In Germany, love is so often associated with music, especially along the Romantic Road. When Beethoven was 20, he played viola in the concert hall at Bad Mergentheim, a 14th-century village with a medieval castle. One legend has it that he was supposed to leave for Vienna to meet Mozart, but Beethoven missed the opportunity because he fell in love with a local girl. Beethoven was nearly always in love; one was a 16-year-old countess, a pupil of his, to whom he dedicated the Moonlight Sonata.
Sharing the moonlight with Jamie on the Main Bridge in Würzburg feels as romantic as any Beethoven sonata. In the middle of the bridge is a small bar where visitors can buy a glass of wine and stand overlooking the river. There, we meet a historian who tells us about Walther von der Vogelweide, a famous 12th- and 13th-century love poet who wandered from court to court, reciting poems in exchange for food and lodging. In 1230 when Von der Vogelweide died, he was buried in Würzburg, leaving instructions that the birds were to be fed daily at his tomb. But instead of birdfeed, lovesick visitors arrive with fresh flowers to leave on his grave. “It is said that when the flowers wilt, lovesick hearts will heal,” the historian tells us and then adds, “In the winter, they bring flowers that last longer.”

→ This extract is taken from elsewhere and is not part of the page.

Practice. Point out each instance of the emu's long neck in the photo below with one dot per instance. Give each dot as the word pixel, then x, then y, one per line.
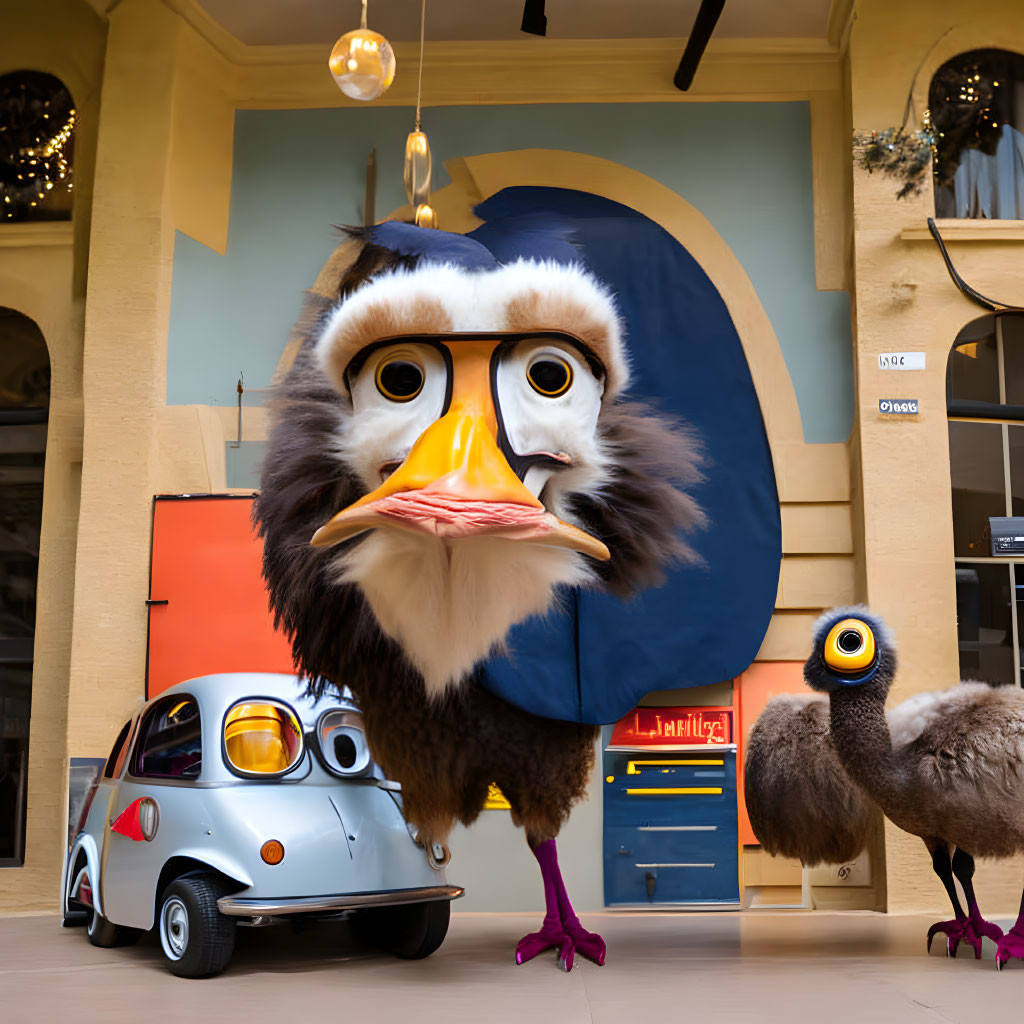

Jamie and I look at each other and smile. He squeezes my hand. How lucky I am that I don’t need to leave flowers at the love poet’s grave. And neither does Jamie.
Editor’s Note: Margie and Jamie were engaged in November in Bali and married December 13, 2014.
Margie Goldsmith’s “Bavaria for Lovers” won a 2015 North American Travel Journalists Association Silver Prize.